By The Sea, Book Four: The Heirs
Page 9
"Yes, Quinta," he said, not unkindly. "Just think."
"And I talked to the dockmaster at the marina. He thinks the docks are wide enough for a ramp to the boat, but we'll have to work out some way to rig—"
"Are you kidding, girl? I can't go on the boat anymore." There was genuine wonder in his voice.
"Sure you can, Dad. Look, I've been thinking about it. Why can't we put in some kind of, I don't know, a rod or like a roll bar or something to lash the wheelchair to?"
Despair hovered around the edges of his amusement. "How the hell do I see forward to steer? Periscope?"
"Oh, well, no. I could steer. I handle the boat pretty well." In an unsure voice, her confidence faltering, she added, "You always said I did."

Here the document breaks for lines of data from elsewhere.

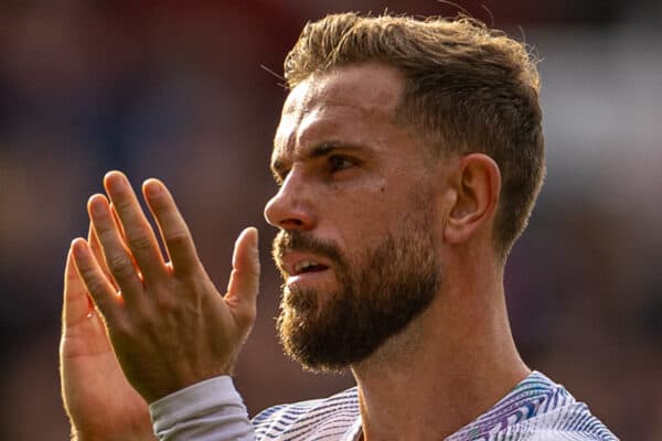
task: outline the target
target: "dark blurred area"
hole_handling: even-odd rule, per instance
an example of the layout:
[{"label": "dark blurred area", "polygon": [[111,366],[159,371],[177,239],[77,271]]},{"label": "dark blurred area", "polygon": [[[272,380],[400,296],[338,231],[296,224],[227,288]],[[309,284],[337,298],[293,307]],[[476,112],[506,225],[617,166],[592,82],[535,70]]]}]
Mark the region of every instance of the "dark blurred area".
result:
[{"label": "dark blurred area", "polygon": [[[506,275],[523,356],[622,439],[660,440],[662,6],[461,4],[543,58],[547,180]],[[276,191],[267,164],[286,92],[268,71],[281,72],[308,20],[385,9],[458,12],[433,0],[2,1],[0,440],[68,437],[62,272],[111,169],[136,186],[169,184],[220,287],[236,235],[260,229],[260,316],[236,377],[252,413],[351,385],[302,373],[276,340],[275,232],[261,211]]]}]

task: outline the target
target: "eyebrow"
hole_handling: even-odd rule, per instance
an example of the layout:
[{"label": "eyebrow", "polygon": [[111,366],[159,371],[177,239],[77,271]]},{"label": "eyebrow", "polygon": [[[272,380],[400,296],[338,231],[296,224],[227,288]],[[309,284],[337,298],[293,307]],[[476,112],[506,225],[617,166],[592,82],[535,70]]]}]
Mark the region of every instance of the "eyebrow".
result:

Alan half-turned on his heel; he had no right to be privy to this conversation. But there was something about the young woman's voice—her brave, single-handed effort to appease her father—that made Alan want, if nothing else, to divert the bitterness of the father to himself.
He knocked lightly on the open door, cursing himself for having worn boat shoes and a polo shirt, for seeming to rub it in that he was an active sailor.
"I'm Alan Seton," he said without preamble. "May I come in?"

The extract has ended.